The Liège company specialising in smart medicine is going to conduct a validation study for its nutritional monitoring platform (Nutrow) for patients in intensive care. This agreement was concluded in the frame of a Walloon economic mission in progress in this large US State. The partnership has been concluded with the CHI St. Joseph Health Regional Hospital, located in Bryan.

Nutrow is a system that offers healthcare staff real-time nutritional monitoring of patients in intensive care. Nutrition in the hospital environment is a major challenge. Indeed, it is believed that between 30 and 50% of adult patients admitted to hospital suffer from malnutrition. It is also believed that patients admitted to intensive care units receive, on average, 60% less calories than they should. However, undernourished patients run a considerably greater risk of experiencing a deterioration in their general state of health and of spending more time in hospital with all the costs that this represents.

"We are very excited about this partnership. The focus is sometimes placed more on the illness to the detriment of some of patients’ basic needs. Dim3 technology offers the advantage of being able to objectify what patients receive and what they need", explains Dr Kia Parsi, Medical Director at CHI St. Joseph Hospital.

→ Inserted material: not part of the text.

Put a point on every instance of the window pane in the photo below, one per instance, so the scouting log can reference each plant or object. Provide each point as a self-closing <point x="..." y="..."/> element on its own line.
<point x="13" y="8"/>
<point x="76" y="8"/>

This validation study of the programme should start in 2018 and last for one year. If the hospital is able to see the benefits of Nutrow, the Texans may decide to acquire this Liège platform.

At the same time, the Walloon company has set up an American subsidiary, Dim3-USA, wholly-owned and based at Bryan/College Station, near Texas A&M University. This subsidiary will represent the Liège start-up in the USA for research and development activities and regulatory matters with a view to marketing its solutions and services in the United States.